Haldun Taner şöyle anlatmıştı pasajı.
"Çiçek Pasajı, sade Beyoğlu'nun değil, belki dünyanın da en civcivli meyhanesi idi. Her Tanrı'nın günü bu pasaj sabahın yedisinden gecenin yarısına kadar her çeşit insanla dolar taşardı. Yirmi kadar meyhanenin içi, fıçıların masa olarak kullanıldığı kaldırımları, pasajın ortasındaki boşluk, Balıkpazarı ve Beyoğlu kapılarına sıralanmış seyyar karidesçi, kokoreççi ve midyeciler günün hiçbir saatinde müşterisiz kalmazlardı. Müşterilerin hepsi birbirinden renkli, canlı ve çelişkendi, iflah bulmaz esrarkeşle snob aydın, sırıtık turistle karamsar sanatçı, ipini koparmış aylakla çiçeği burnunda asistan, dejenere mirasyedi ile ağır işçi, burada dirsek dirseğe kafa cilalarlardı"

Çiçek Pasajı denilince, Degüstasyon'u anmadan geçmek mümkün değil elbette. Edebiyat tarihimizde özel bir yeri olan Degüstasyon eski bir İtalyan lokantasıydı. 1940'lı yıllarda edebiyatçıların, sanatçıların uğrak yeri olan Degüstasyon'u, "Canan ki Degüstasyon'a gelmez, Fakirhaneye hiç gelmez" mısrasını oturduğu masada yazıveren Orhan Veli'yi ardımızda bırakıp devam edelim.

Şimdi var olmayan ama yine İstanbul meyhaneleri tarihinde özel bir yeri olan Krepen Pasajı'na gelince; pasaj 19'uncu yüzyılın ikinci yarısında inşa edildi.

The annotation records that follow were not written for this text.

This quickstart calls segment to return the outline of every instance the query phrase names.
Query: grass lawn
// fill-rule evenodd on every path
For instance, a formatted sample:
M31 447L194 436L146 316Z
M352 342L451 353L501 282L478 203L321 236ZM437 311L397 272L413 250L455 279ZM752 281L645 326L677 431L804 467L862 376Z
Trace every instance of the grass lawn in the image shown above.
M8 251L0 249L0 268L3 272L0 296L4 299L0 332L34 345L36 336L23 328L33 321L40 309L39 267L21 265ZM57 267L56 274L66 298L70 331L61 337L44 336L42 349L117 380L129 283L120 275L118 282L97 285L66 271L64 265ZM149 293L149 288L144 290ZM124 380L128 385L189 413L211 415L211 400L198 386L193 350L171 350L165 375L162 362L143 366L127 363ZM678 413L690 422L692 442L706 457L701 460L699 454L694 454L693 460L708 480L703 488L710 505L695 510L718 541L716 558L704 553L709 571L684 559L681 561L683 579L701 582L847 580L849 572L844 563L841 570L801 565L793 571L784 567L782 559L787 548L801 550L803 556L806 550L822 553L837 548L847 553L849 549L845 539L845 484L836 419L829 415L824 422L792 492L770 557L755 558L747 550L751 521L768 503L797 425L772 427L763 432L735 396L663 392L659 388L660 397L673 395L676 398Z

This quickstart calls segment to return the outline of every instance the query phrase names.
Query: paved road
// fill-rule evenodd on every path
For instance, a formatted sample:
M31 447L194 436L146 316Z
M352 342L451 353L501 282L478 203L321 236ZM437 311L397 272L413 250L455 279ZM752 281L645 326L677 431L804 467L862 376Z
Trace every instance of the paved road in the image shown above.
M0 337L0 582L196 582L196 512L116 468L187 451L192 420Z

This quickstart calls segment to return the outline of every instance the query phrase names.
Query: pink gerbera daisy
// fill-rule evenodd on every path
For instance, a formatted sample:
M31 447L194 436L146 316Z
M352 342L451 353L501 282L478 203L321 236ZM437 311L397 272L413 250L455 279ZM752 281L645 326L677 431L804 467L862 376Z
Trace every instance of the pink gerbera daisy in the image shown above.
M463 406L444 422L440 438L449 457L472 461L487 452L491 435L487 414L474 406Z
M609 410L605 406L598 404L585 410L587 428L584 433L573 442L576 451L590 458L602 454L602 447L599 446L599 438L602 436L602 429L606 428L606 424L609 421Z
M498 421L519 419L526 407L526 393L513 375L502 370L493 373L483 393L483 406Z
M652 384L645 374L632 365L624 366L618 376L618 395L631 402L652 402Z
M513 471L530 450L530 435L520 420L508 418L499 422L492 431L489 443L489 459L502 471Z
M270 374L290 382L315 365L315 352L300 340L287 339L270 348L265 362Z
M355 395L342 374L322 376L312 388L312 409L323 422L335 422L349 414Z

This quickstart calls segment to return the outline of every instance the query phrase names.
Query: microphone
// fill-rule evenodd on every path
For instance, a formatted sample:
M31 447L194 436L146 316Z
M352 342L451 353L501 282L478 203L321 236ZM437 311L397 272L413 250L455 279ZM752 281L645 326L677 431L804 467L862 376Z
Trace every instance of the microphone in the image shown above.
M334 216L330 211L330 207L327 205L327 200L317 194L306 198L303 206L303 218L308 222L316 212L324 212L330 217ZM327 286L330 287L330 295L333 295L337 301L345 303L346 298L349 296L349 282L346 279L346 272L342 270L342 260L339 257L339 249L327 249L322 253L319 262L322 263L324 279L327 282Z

Kunduracıların topluca bulundukları bir pasaj iken meyhaneleri ile ünlendi. Sonra bu güzel pasaj yıkılarak yerine sıra sıra sahafların bulunduğu Aslıhan Çarşısı yapıldı.

Geldik, günümüzün Beyoğlu meyhaneleri denilince ilk akla gelen sokağına, Nevizade'ye...

1980'lere kadar üç beş meyhanenin bulunduğu bu sokak, Krepen Pasajı'nın yıkılmasından sonra oradaki meyhanelerin de taşınması ile giderek meyhaneler sokağı oldu.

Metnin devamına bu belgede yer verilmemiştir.